Free FIU Data Science One Hour at Bootcamp: Intro Naive Bayes workshop -  Register Here

The Impact Hypothesis: The Keystone to Transformative Data Science

By Carlos Russo • March 22, 2019

Photo by Campaign Creators via Unsplash

Good data science does not imply good business. Certainly, good data science can lead to good business, but there’s no guarantee that even the best performing machine learning algorithm will lead to any uptick in revenue, customer satisfaction, or board member approval.

How can this be?  After all, data science teams are full of smart, well-compensated individuals driven by curiosity and empowered by technology.  How could they not move the bottom line?

In general, the output of a data science project is not, itself, a driver of impact. The output informs some decision or interacts with some system that drives impact. Clustering customers by behavior won’t improve sales on its own, but creating product bundles for those clusters might. Predicting late deliveries won’t improve customer satisfaction, but sending a push notification warning customers of the potential issue might. Unless your product actually is data science, there’s almost always a step that must connect the output of data science to the impact we want it to drive.

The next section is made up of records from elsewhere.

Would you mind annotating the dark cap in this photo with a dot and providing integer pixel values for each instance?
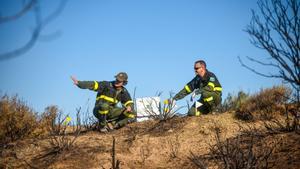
(122, 76)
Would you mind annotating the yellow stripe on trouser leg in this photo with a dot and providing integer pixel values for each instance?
(96, 85)
(128, 102)
(211, 84)
(187, 88)
(208, 99)
(110, 99)
(197, 105)
(103, 112)
(129, 115)
(219, 89)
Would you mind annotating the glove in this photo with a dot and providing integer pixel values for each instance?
(169, 104)
(169, 101)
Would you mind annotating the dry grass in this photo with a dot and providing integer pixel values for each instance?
(158, 144)
(265, 105)
(17, 120)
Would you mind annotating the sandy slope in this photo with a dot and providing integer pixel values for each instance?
(147, 144)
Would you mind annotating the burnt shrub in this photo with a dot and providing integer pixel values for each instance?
(17, 120)
(264, 105)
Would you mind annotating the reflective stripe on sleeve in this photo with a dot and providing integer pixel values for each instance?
(128, 102)
(129, 115)
(103, 112)
(208, 99)
(187, 88)
(211, 84)
(110, 99)
(96, 85)
(219, 89)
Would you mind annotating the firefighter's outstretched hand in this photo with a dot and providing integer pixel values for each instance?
(128, 109)
(75, 81)
(169, 101)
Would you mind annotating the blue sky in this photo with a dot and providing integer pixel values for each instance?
(155, 41)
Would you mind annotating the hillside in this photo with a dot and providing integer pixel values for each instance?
(152, 144)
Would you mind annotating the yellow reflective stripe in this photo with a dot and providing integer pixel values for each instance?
(67, 120)
(110, 99)
(96, 85)
(129, 115)
(211, 84)
(103, 112)
(128, 102)
(187, 88)
(218, 89)
(208, 99)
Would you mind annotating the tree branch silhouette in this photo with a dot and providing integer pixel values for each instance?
(40, 24)
(277, 30)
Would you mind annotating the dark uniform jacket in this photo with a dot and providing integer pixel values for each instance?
(209, 83)
(107, 92)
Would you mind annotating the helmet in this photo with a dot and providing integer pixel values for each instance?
(122, 76)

The problem is that we often take that step for granted. We assume that if the data science project is successful then the impact will follow. We see this assumption hiding in the most conspicuous places: in OKRs that measure new users and not algorithm performance, on dashboards that display revenue but not precision, in the single and unchallenged sentence on a planning document that states how a project will change the business.

Too often this how step is assumed to be feasible, reasonable, and without risk. But, in reality, the how is a guess. It’s a hope. It’s a hypothesis – one that we call the impact hypothesis.

The impact hypothesis is the idea that connects the output of the data science project and the impact on the business. It is the how upon which the transformation of your business hinges.

An illustrative example

Let’s consider a common data science project: predicting customer churn.  The first line of the planning document states the goal as “to predict customer churn in order to reduce the number of churned customers through targeted incentives and promotions.”

The data science goal is to “predict customer churn.” The document details potential solution paths, technological overhead, holdout group selection, features to engineer, relevant subject matter experts, and on and on.

The desired business impact is “to reduce the number of churned customers.” The document and soon-to-be-built dashboard define the exact metric by which to calculate churned customers and the cadence at which it is measured.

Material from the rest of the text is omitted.